FIG. 1 is a schematic sectional view of an essential part showing an example of a thermal transfer image cover film to which the present invention is applied.

FIG. 2 is a schematic cross-sectional view of a main part showing another example of a thermal transfer image cover film to which the present invention is applied.

FIG. 3 is a schematic cross-sectional view of a main part showing still another example of the cover film for a thermal transfer image to which the present invention is applied.

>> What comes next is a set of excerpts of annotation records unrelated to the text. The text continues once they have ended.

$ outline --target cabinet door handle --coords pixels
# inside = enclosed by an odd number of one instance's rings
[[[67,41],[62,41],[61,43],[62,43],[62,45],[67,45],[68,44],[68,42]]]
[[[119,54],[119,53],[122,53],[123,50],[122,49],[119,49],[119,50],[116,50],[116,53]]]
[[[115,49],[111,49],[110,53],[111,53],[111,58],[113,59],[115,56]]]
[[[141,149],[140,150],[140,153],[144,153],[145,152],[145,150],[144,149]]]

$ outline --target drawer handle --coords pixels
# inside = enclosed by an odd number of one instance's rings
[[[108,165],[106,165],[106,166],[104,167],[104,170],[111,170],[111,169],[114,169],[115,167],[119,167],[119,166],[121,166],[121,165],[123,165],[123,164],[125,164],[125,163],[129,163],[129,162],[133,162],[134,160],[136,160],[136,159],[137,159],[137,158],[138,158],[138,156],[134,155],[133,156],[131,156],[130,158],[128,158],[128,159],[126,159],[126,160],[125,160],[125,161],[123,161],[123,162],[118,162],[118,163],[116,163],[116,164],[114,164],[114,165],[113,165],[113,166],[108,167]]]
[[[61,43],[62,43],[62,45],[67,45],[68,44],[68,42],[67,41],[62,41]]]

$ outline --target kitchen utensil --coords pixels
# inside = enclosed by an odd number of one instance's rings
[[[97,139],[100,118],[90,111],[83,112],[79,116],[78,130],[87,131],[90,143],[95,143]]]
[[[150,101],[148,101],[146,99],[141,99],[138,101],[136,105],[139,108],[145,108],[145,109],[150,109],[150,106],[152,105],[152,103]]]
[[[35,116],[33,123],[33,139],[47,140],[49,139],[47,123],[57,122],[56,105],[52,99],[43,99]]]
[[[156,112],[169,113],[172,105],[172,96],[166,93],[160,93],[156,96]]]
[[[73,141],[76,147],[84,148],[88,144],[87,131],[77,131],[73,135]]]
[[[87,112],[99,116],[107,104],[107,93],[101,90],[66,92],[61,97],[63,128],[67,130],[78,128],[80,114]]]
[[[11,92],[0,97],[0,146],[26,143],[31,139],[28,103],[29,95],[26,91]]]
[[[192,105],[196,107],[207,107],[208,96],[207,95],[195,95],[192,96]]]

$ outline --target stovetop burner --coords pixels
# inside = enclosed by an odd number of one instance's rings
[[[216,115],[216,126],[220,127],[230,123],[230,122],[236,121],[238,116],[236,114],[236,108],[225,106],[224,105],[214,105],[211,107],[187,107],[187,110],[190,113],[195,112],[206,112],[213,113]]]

FIG. 4 is a schematic sectional view of a main part of a thermal transfer image forming material to which the present invention is applied.

[Explanation of symbols]

 1 ... Substrate 2 ... Aqueous ink fixing layer 3 ... Adhesive layer

 ─────────────────────────────────────────────────── ─── Continuation of the front page (72) Inventor Yoshio Fujiwara 6-735 Kitashinagawa, Shinagawa-ku, Tokyo Sony Corporation

Claims (19)

[Claims] 1. An aqueous ink fixing composition comprising an ion exchanger. 2. The aqueous ink fixing composition according to claim 1, wherein the ion exchanger is a clay intercalation compound. 3. The aqueous ink fixing composition according to claim 1, wherein the ion exchanger is an ion exchange resin. 4. The aqueous ink fixing composition according to claim 1, wherein the ion exchanger is a mixture of an anion exchanger and a cation exchanger. 5. The aqueous ink fixing composition according to claim 1, further comprising a binder. 6. The water-based ink fixing composition according to claim 5, wherein the binder is a water-absorbent resin. 7. The aqueous ink fixing composition according to claim 5, wherein the binder is a water-absorbent resin and a water-insoluble resin. 8. The water-based ink fixing composition according to claim 6, wherein the water-absorbent resin is a polyvinylpyrrolidone-based polymer. 9. The aqueous ink fixing composition according to claim 1, wherein the binder is a hot-melt resin. 10. The aqueous ink fixing composition according to claim 5, further comprising a crosslinking agent. 11. The aqueous ink fixing composition according to claim 5, further comprising a nonionic surfactant. 12. A cover film for a thermal transfer image, wherein a water-based ink fixing layer containing an ion exchanger is formed on a substrate so as to be peelable. 13. The thermal transfer image cover film according to claim 12, wherein an adhesive layer or a heat-fusible resin layer is formed on the water-based ink fixing layer. 14. The cover film for a thermal transfer image according to claim 12, wherein the base material is subjected to a release treatment. 15. A water-based ink fixing layer containing an ion exchanger is formed on one surface of a support film, and an adhesive layer or a heat-meltable resin layer is formed on the other surface of the support film. Cover film for thermal transfer images. 16. An ink layer containing a dye for image formation and an aqueous ink fixing layer containing an ion exchanger,
A thermal transfer image forming material, which is formed on a base material without being laminated on each other, and the aqueous ink fixing layer is formed so as to be peelable from the base material. 17. A thermal transfer image recording medium, characterized in that the thermal transfer image cover film according to any one of claims 12 to 15 is coated with a thermal transfer image or a thermal transfer image having a protective layer. 18. The thermal transfer image cover film according to claim 12 or 13, wherein any one of the water-based ink fixing layer, the adhesive layer, and the heat-fusible resin layer faces the thermal transfer image or the thermal transfer image having a protective layer. And then thermocompression bonded,
A method for coating a thermal transfer image, which comprises peeling and removing the base material after transfer and lamination onto the thermal transfer image or the thermal transfer image having a protective layer. 19. A thermal transfer image is obtained by stacking the cover film for a thermal transfer image according to claim 15 so that the adhesive layer or the heat-fusible resin layer faces the thermal transfer image or the thermal transfer image having a protective layer, and thermocompression-bonding the film. Alternatively, a thermal transfer image coating method, which comprises transfer-laminating on a thermal transfer image having a protective layer.